Rudolf Gellesch (* 1. Mai 1914 in Gelsenkirchen; † 20. August 1990 in Kassel) war ein deutscher Fußballspieler und Trainer. Der excellente Kombinationsfußballer der zumeist im damals praktizierten WM-System als Halbstürmer oder Außenläufer eingesetzt wurde, war am Gewinn von fünf deutschen Meistertiteln mit seinem Verein FC Schalke 04 beteiligt. 1935, 1937 und 1939 gehörte er den Endspielformationen an, 1940 und 1942 zwar kriegsbedingt nicht, hatte aber 1940 noch zwei Endrundenspiele bestritten und 1942 in der Gauliga Westfalen beim Titelgewinn in zehn Rundenspielen mit vier Toren mitgewirkt. Als er mit „Königsblau“ 1937 auch den Tschammerpokal gewann, konnte er das Double feiern.[1] In der deutschen Fußballnationalmannschaft hat der Schalker Mittelfeldspieler von 1935 bis 1941 20 Länderspiele absolviert und gehörte 1937 der sogenannten Breslau-Elf an.[2]

Karriere

Vereine

Sein Heimatverein war der FC Schalke 04, dem er sich 1926 angeschlossen hatte. Als 19-Jähriger wurde Rudi Gellesch von Trainer Kurt Otto für die erste Mannschaft entdeckt, mit der er im folgenden Jahrzehnt fünfmal Deutscher Meister und einmal Gewinner des Pokals des Deutschen Reiches (Tschammerpokal) wurde. Er debütierte am 15. Januar 1933 bei einem 1:0 Heimerfolg gegen Westfalia Herne, im letzten Jahr der Ruhrbezirksklasse, in der Ligamannschaft von Schalke 04. Ab dem Start der Gauliga Westfalen in der Saison 1933/34 prägte er maßgeblich mit Ernst Kuzorra, Fritz Szepan und Adolf Urban den Schalker Kreisel. Bis 1944 kam Gellesch auf 190 Pflichtspiele für die Knappen in denen er 38 erzielte.[3] In der Ära der Gauliga bestritt er für seinen Verein 111 Ligaspiele, erzielte 25 Tore und vertrat die Schalker Farben in 52 Endrundenspielen um die deutsche Fußballmeisterschaft in denen er elf Tore und unzählige Vorlagen zu den Erfolgen beisteuerte. In den Spielen um den Tschammerpokal zog er mit seiner Mannschaft viermal in das Endspiel ein. Sein erfolgreichstes Spieljahr erlebte der hoch aufgeschossene Spielgestalter 1936/37 als ihm mit Schalke das Double glückte und er mit der Nationalmannschaft am 16. Mai 1937 in Breslau das Länderspiel gegen Dänemark nach einem begeisternden Spiel mit 8:0 an der Seite seiner Vereinskameraden Fritz Szepan und Adolf Urban gewinnen konnte und damit Einzug in die Fußball-Geschichtsbücher hielt.

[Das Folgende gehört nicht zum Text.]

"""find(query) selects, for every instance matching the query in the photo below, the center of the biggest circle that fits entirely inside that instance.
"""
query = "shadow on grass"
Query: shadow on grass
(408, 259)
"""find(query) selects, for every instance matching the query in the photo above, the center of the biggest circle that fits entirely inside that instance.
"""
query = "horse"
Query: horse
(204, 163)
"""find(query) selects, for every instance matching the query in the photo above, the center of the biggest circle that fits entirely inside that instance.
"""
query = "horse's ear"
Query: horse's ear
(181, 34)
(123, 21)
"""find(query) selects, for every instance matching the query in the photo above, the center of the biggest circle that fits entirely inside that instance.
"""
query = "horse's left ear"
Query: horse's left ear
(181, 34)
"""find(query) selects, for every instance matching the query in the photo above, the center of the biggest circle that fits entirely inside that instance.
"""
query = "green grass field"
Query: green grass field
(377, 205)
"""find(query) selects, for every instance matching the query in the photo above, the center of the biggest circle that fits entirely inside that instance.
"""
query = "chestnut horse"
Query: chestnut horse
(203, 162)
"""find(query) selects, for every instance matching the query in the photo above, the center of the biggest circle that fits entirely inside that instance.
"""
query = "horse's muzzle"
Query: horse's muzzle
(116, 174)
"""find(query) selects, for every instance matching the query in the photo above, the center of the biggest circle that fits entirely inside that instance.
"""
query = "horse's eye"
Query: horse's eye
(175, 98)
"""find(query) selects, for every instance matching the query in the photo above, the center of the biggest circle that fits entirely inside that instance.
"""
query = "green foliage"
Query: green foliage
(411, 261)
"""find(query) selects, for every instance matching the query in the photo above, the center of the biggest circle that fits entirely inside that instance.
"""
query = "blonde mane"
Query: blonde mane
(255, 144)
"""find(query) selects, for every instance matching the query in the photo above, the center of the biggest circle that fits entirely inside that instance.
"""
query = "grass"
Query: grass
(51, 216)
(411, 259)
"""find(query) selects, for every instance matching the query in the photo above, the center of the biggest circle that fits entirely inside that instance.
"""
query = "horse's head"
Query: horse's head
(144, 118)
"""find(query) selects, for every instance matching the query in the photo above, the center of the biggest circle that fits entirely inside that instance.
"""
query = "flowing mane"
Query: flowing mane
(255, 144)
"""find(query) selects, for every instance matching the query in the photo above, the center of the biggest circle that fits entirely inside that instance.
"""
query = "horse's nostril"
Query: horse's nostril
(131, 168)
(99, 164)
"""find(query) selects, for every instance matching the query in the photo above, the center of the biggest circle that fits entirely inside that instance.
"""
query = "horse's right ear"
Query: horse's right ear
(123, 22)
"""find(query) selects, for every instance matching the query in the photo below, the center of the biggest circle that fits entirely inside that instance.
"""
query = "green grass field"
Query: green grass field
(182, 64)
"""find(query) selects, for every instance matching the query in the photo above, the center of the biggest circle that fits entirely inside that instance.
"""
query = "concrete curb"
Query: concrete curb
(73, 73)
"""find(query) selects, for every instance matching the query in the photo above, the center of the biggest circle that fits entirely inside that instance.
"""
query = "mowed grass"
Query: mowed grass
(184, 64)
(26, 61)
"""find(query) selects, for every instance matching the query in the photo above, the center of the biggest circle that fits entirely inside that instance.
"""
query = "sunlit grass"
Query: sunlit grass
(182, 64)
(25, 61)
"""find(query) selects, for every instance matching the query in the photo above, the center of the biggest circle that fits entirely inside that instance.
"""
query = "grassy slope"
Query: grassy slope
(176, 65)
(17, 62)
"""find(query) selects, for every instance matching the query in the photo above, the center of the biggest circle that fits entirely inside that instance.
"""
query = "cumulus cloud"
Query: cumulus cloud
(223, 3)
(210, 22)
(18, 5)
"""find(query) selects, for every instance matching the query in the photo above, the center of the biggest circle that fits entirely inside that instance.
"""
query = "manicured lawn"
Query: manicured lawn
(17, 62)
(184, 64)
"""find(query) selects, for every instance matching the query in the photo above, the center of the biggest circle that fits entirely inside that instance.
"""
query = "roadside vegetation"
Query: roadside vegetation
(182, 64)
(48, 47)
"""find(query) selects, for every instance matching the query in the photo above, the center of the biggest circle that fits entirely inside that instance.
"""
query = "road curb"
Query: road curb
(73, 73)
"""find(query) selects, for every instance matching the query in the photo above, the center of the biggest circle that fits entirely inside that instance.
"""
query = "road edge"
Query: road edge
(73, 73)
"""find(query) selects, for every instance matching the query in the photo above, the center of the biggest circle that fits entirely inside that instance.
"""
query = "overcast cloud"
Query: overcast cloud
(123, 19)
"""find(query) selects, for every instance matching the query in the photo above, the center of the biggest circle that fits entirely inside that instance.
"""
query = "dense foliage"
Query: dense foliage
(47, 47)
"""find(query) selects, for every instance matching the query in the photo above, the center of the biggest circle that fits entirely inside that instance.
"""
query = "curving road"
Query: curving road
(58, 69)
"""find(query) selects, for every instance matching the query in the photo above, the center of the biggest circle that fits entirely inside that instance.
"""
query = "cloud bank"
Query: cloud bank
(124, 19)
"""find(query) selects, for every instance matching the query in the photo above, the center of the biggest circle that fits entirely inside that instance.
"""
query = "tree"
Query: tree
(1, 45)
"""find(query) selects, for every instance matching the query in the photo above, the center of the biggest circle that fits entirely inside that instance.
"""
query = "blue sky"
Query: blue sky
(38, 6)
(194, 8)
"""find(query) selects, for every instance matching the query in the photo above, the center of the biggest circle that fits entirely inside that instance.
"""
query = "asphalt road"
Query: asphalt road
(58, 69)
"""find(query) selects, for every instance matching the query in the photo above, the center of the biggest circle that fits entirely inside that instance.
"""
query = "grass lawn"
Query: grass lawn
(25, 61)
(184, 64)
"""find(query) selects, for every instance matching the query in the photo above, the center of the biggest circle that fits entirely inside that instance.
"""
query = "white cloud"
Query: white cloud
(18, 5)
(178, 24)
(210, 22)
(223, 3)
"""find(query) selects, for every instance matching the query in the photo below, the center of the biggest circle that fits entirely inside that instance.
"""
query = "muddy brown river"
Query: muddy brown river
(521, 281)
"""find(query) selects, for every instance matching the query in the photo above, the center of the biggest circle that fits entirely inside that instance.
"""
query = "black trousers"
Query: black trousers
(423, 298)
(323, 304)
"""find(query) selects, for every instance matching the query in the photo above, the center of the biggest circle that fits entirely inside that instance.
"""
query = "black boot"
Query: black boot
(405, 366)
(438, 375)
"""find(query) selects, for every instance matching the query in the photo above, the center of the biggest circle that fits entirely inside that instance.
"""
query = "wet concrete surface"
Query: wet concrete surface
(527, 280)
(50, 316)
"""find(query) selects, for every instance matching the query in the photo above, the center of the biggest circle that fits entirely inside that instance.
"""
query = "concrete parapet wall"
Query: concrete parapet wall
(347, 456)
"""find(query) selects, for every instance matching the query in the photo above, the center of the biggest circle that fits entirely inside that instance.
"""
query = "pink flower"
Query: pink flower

Gellesch war in seiner Schalker Zeit beruflich als Chauffeur bei den Wildfang Metallwerken in Gelsenkirchen beschäftigt[4] und hat während des Zweiten Weltkrieges auch als Kriegsgastspieler kurzzeitig in Herford und Potsdam[5] gespielt. Er war in der gleichen Division wie Mannschaftskamerad Hans Klodt und nahm an den Kämpfen an der Ostfront teil. Mit Paul Matzkowski traf er nach einer Verletzung in einem Lazarett in Warschau.[6] zusammen. Er war einer der Spieler, den Sepp Herberger immer wieder vom Militär freigestellt bekommen wollte[7] Folgende Beurlaubungen sind nachgewiesen: 19. bis 22. April 1941 (Länderspiel am 20. April gegen die Schweiz); 1. bis 8. Oktober 1941 (Länderspiel am 5. Oktober gegen Finnland); 10. bis 25. Januar 1942 (Länderspiel am 18. Januar gegen Kroatien). Es wird auch noch ein Zeitraum vom 15. Oktober bis 10. November 1941 für Paris und Warschau angegeben, dafür ist aber kein Länderspieltermin zu finden.[8] Schalke 04 hat aber am 19. Oktober 1941 ein Spiel in Paris gegen die Pariser Soldatenelf ausgetragen.[9]

Nationalmannschaft

Rudi Gellesch bestritt zwischen 1935 und 1941 insgesamt 20 Spiele für die deutsche Nationalmannschaft und erzielte dabei einen Treffer.[10] Er war einer jener elf Spieler, die 1937 mit der deutschen Nationalmannschaft in Breslau Dänemark besiegten und als Breslau-Elf in die (Sport-)Geschichtsbücher einging. 1938 nahm er mit der Nationalmannschaft an der Fußball-Weltmeisterschaft in Frankreich teil.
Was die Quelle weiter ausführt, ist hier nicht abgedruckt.